= Brecknock Wildlife Trust =

Former Welsh wildlife trust

Brecknock Wildlife Trust (Ymddiriedolaeth Natur Sir Frycheiniog) is a former wildlife trust covering the vice county of Brecknockshire in Wales. The Trust was founded in 1964, with a network of volunteers carrying out most of its work. No full-time conservation officers were in post until 1987. Heritage Lottery funding helped the Trust to expand, and a bequest of £1,000,000 in 2003 resulted in the appointment of a Reserves Officer. In April 2018, it merged with The Wildlife Trust of South and West Wales.

The offices of the Trust are located in Lion House, Brecon. The Trust has 22 reserves, the majority of which are in the Brecon Beacons National Park. All are open to the public free of charge.

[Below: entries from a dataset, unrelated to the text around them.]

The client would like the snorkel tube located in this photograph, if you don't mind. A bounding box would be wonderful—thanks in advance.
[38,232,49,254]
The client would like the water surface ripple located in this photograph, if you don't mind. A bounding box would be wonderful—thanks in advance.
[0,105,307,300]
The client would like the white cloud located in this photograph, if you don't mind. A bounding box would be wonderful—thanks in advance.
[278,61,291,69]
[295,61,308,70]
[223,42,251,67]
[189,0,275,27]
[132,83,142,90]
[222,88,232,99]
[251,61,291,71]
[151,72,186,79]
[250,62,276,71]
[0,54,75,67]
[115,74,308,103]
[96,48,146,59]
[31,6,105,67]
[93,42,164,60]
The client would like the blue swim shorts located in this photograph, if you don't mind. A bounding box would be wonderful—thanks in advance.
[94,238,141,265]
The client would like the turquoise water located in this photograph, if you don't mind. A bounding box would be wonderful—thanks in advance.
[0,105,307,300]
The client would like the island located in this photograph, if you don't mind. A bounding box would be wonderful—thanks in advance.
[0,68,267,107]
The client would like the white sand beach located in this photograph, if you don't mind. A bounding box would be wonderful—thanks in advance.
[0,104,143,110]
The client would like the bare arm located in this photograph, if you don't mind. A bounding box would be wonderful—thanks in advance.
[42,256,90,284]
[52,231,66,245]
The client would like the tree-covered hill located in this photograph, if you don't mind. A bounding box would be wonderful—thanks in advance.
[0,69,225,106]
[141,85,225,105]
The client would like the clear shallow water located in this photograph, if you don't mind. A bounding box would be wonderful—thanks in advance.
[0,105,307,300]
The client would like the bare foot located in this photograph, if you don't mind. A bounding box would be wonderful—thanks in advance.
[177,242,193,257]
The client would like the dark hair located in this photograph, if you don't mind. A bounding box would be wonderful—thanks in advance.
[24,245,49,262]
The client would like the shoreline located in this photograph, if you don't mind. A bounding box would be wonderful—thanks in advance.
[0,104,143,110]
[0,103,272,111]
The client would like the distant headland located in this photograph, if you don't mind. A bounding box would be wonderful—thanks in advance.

The most visited of the reserves is at Pwll-y-Wrach ("Witches' Pool", near Talgarth; the site is 17.5 hectares in area, most of which is woodland. At the eastern end of the reserve is a waterfall flowing from the River Enig into the so-called Witches' Pool. The wildlife in this area includes bluebells, woodruff, orchids, herb paris, toothwort, dormice and dippers (which frequent the waterfall).

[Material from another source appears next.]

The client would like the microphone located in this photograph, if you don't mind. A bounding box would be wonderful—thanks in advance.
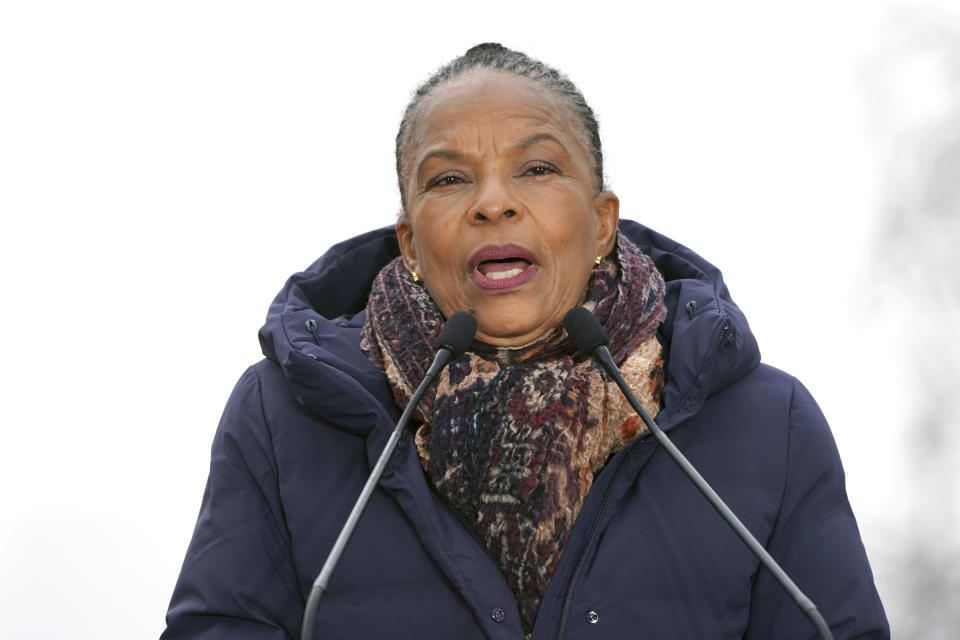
[301,311,477,640]
[562,307,834,640]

Another reserve run by the Trust, Glasbury Cutting, is located at Glasbury-on-Wye, in the far east of the Trust's administrative area. Formerly part of the railway line between Brecon and Hereford, which closed in 1962, it is composed partly of woodland and partly of a meadow created to encourage wild plants. Dormice, a protected species, were discovered within the reserve in 2000. In the far south-west, Cae Lynden Nature Reserve is one of three reserves close together near Ystradgynlais. The grasslands of this former sports field encourage marsh fritillary, meadow brown, and gatekeeper butterflies.

Vicarage Meadows, a grassland reserve near Abergwesyn in the Irfon Valley, is managed by the Trust and the species growing there include bog asphodel, wood bitter vetch, greater butterfly orchids, and small white orchids.

In March 2016, the Brecknock Wildlife Trust announced a new initiative in the Ystradgynlais area, called the Wild Communities Project. This is intended to capitalise on the results of an earlier project, the “Upper Tawe Valley Living Landscape Project". Lottery funding of £313,757 has been allocated to this project, which will take place over three years.